DeSoto's delight at finding this magnificent valley in America's interior must have been tempered by his perception of the river running through it. The Mississippi River (in photo above with mountains beyond) had to drain a country much larger than he had previously conceived. DeSoto's search for the South Sea ended the day he sighted the Mississippi River from Illinois!
The irony of DeSoto's discovering the Mississippi River, for which he is famous today, is that the discovery itself ended his dream of finding a passage to China. He would die of anguish within eight months of his now famous discovery.
Biedma says, "We inquired about a road in the direction we were heading and whether there was any village in that district, far or near. They were never able to tell us anything except that if we wished to travel where there might be a village, we had to turn west-southwest."
Elvas says, "They said that five or six leagues beyond (about 15 miles), toward the north, were many cattle (buffalo), but because the land was cold, it was poorly populated; that the best land they knew of, as being more plentifully supplied with food and better inhabited, was a province toward the south called Cayas..." in today's Missouri.
DeSoto would alter course, for his fourth and final time, in North America. He had altered course at Marianna, Florida, due to an Indian boy's report that gold could be found toward the sun's rising in the Carolinas; then at Mabila due to battle losses which he wanted to shield from Spain by marching due north into Indiana; then again at Terre Haute, Indiana, when he learned that Lake Michigan was not the Pacific Ocean and reversed course. This would be his last: he would lead his army ever southward.
Elvas continues, "That town of Coligoa (Kaskaskia) was situated at the foot of a mountain (the St. Francis Mountains) in a field of a river the size of the Caya River which flows through Estremadura (photo at right). It was a fertile land (once hosting a giant native village, Cahokia, just upriver, photo above) and so abundant in corn that the old was thrown out in order to store the new. There was also a great quantity of beans and pumpkins, the beans being larger and better than those of Spain; and the pumpkins likewise... The chief of Coliqoa gave a guide to Cayas and remained in his town."

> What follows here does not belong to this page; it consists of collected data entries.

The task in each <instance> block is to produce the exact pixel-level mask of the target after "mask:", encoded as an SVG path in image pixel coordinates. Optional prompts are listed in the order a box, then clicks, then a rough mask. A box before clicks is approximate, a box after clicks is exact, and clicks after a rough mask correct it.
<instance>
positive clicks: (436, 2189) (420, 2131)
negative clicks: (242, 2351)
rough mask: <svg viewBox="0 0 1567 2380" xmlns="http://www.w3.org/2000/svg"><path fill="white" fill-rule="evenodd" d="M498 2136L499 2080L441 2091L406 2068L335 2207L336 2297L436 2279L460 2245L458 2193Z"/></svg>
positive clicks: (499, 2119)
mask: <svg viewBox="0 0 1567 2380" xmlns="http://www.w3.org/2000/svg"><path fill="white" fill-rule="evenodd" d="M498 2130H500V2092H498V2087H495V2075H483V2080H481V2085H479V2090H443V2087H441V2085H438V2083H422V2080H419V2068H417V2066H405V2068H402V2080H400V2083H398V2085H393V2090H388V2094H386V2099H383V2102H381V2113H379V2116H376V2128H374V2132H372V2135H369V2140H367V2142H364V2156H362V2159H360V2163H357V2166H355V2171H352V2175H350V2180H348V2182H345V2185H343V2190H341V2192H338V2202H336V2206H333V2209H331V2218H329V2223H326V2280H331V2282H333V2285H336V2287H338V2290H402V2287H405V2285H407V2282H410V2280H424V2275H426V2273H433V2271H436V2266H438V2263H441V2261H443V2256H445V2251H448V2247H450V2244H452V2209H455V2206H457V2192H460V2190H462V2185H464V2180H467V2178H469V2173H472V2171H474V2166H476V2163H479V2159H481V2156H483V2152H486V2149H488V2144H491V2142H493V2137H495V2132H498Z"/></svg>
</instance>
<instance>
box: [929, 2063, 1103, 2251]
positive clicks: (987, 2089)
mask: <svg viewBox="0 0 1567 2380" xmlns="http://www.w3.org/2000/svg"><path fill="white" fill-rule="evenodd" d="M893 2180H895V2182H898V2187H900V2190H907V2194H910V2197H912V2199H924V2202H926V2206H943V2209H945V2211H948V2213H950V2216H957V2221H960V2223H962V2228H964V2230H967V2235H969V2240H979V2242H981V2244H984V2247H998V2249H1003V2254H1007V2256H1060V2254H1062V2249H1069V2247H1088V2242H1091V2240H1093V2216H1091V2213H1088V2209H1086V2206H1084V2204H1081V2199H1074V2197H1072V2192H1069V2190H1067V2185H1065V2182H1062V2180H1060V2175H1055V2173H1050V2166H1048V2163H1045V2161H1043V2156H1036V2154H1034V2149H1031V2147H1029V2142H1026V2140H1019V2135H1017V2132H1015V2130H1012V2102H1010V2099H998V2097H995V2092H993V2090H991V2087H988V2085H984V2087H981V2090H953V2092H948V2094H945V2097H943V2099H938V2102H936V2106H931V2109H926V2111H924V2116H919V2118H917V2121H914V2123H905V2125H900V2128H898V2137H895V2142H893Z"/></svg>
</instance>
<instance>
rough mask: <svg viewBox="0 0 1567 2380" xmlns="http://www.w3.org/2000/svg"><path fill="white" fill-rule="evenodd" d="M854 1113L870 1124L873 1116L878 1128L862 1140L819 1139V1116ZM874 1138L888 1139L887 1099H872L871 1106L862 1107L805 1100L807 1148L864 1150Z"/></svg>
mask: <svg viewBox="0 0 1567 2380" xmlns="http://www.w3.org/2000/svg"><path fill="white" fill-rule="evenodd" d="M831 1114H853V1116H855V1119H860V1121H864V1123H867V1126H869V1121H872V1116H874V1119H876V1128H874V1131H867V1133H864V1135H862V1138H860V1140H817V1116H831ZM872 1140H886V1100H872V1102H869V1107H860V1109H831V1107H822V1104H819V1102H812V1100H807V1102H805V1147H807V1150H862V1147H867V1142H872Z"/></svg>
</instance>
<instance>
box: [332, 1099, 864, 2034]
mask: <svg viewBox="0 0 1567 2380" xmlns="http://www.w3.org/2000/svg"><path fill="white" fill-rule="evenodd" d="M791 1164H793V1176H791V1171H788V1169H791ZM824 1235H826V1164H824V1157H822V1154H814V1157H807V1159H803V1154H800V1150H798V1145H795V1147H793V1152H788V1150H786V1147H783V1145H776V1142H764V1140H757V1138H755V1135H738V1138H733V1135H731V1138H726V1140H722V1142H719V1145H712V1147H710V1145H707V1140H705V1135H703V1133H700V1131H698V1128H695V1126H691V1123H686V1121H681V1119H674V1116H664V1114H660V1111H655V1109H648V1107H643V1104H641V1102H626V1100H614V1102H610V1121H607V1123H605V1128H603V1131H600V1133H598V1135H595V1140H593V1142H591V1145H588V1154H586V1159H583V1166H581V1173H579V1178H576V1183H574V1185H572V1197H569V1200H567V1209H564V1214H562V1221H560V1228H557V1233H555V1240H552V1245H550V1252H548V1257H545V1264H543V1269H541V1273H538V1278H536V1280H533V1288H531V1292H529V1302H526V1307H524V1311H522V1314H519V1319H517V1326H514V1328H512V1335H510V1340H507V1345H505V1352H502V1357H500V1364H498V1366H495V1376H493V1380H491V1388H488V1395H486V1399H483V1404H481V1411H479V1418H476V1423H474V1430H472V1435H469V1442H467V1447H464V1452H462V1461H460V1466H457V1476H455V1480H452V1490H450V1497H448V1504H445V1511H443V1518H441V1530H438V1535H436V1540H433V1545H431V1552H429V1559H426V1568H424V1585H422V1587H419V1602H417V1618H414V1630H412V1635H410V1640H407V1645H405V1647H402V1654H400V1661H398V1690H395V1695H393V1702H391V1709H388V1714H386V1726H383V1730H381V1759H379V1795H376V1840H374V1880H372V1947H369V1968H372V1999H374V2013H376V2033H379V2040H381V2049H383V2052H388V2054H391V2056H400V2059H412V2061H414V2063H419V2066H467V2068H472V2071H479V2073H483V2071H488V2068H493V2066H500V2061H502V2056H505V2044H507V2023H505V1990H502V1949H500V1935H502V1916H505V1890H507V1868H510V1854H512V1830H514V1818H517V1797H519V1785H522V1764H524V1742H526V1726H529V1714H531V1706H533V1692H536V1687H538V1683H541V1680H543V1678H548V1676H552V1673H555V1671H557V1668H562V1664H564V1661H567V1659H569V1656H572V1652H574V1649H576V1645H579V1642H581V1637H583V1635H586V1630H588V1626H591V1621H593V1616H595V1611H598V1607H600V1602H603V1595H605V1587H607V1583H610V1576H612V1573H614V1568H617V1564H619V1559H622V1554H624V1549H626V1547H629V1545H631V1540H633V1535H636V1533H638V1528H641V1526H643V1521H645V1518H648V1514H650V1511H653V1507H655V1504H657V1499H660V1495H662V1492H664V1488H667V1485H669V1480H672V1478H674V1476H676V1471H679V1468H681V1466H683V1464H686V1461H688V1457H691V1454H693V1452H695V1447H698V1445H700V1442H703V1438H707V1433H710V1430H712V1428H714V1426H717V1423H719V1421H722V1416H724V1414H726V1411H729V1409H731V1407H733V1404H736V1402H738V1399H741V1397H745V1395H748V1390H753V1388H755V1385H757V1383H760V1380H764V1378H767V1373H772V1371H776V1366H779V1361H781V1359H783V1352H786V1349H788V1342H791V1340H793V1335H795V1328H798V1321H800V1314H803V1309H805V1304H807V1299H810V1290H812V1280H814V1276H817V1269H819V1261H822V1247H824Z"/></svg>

Rangel says, "On Tuesday, the sixth of September (there had been a total eclipse of the moon the morning before during Harvest Moon), they departed from Coligua and crossed the river another time..." most in Indian canoes, in search of Cayas. The Mississippi River's width and shallows around its islands west of Kaskaskia allowed for an easy crossing.
DeSoto had used another famous place name, Quizquiz, to motivate his troops to cross America's Great River from Kentucky. This second use of a dramatized name, Cayas, was to encougare his men southwestward into the mountains. The men knew that name. The Caya River (photo at right) runs from the mountains into Estremadura, Spain, where most of his troops were born.